Alors pourquoi un tel éditorial parlant de complaisance et d’un « laisser-faire » politiquement correct envers l’homéopathie ? Pourquoi maintenant demander que les médecins fassent preuve d’audace et d’honnêteté vis-à-vis de leurs patients en expliquant l’absence de réalité thérapeutique des dilutions hahnemanniennes ?

Ces propos introduisent les résultats d’une nouvelle étude à bien des égards différente des précédentes. Il ne s’agit pas d’un nouveau et nième essai ponctuel visant à comparer l’efficacité thérapeutique d’un produit homéopathique face à la prescription en double aveugle d’un placebo. Pas non plus d’un nouvel inventaire des études relatives à des produits homéopathiques pour comptabiliser les conclusions favorables ou défavorables.

Le travail relaté dans The Lancet est une étude méthodologique visant à comparer, pour des mêmes pathologies (asthme, allergies, problèmes musculaires), 110 essais menés en confrontation de produits homéopathiques avec des placebos, avec 110 essais menés en confrontation de médicaments avec des placebos. Les plans d’essais sélectionnés, aussi bien ceux relatifs à la médecine scientifique qu’à l’évaluation de l’homéopathie, étaient de nature variée, en particulier menés à grande ou petite échelle.

Les résultats montrent que les études portant sur de faibles échantillons ou utilisant une méthode peu satisfaisante (absence de « double aveugle par exemple) conduisent à surévaluer l’effet bénéfique du traitement testé (homéopathique ou non) comparativement à ce qui se mesure avec des échantillonnages plus importants. Dès lors que la taille de l’échantillon est suffisamment importante et que la méthode utilisée respecte les critères de qualité, les chercheurs n’ont pas pu mettre en lumière de différence entre les produits homéopathiques et les placebos.

Aucun essai valide n’a jamais mis en évidence un effet homéopathique

Dit autrement, il s’agit d’une étude rétrospective qui affirme que tous les essais prétendument favorables à l’homéopathie, soit portaient sur des échantillons trop petits pour ne pas introduire de biais favorables au produit testé, soit ne respectaient pas des standards méthodologiques suffisants.

Bref, en un mot, aucun essai valide n’a jamais mis en évidence une action homéopathique différente d’un placebo.

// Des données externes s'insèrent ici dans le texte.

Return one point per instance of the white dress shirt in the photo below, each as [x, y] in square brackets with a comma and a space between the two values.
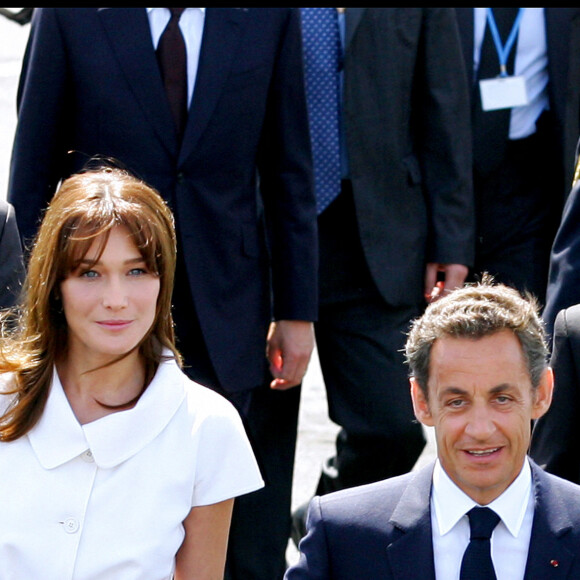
[531, 62]
[191, 25]
[107, 499]
[450, 526]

L’action Boiron perd près de 5 %

Le Laboratoire Boiron est le leader mondial des médicaments homéopathiques. Attaché à promouvoir cette pratique, fondement de son activité, et à défaut de centre de recherche digne de ce nom, la firme lyonnaise a toujours développé une intense activité de lobbying. Elle affiche ainsi clairement son ambition : « favoriser l’intégration de l’homéopathie au sein de la médecine notamment grâce à son utilisation à l’hôpital ». Les obstacles sont identifiés : « les contraintes économiques, commerciales et réglementaires qui gênent considérablement le développement de l’Homéopathie face aux poids lourds de l’industrie pharmaceutique »1, ce qui permet au passage de revêtir les habits de pourfendeur des « poids lourds » de l’industrie pharmaceutique.

L’article du Lancet, on s’en doute alors, ne favorise pas de telles visées. La Bourse s’en émeut et le titre perd près 5 % dans les premiers jours de septembre. Il faut passer à la contre-offensive.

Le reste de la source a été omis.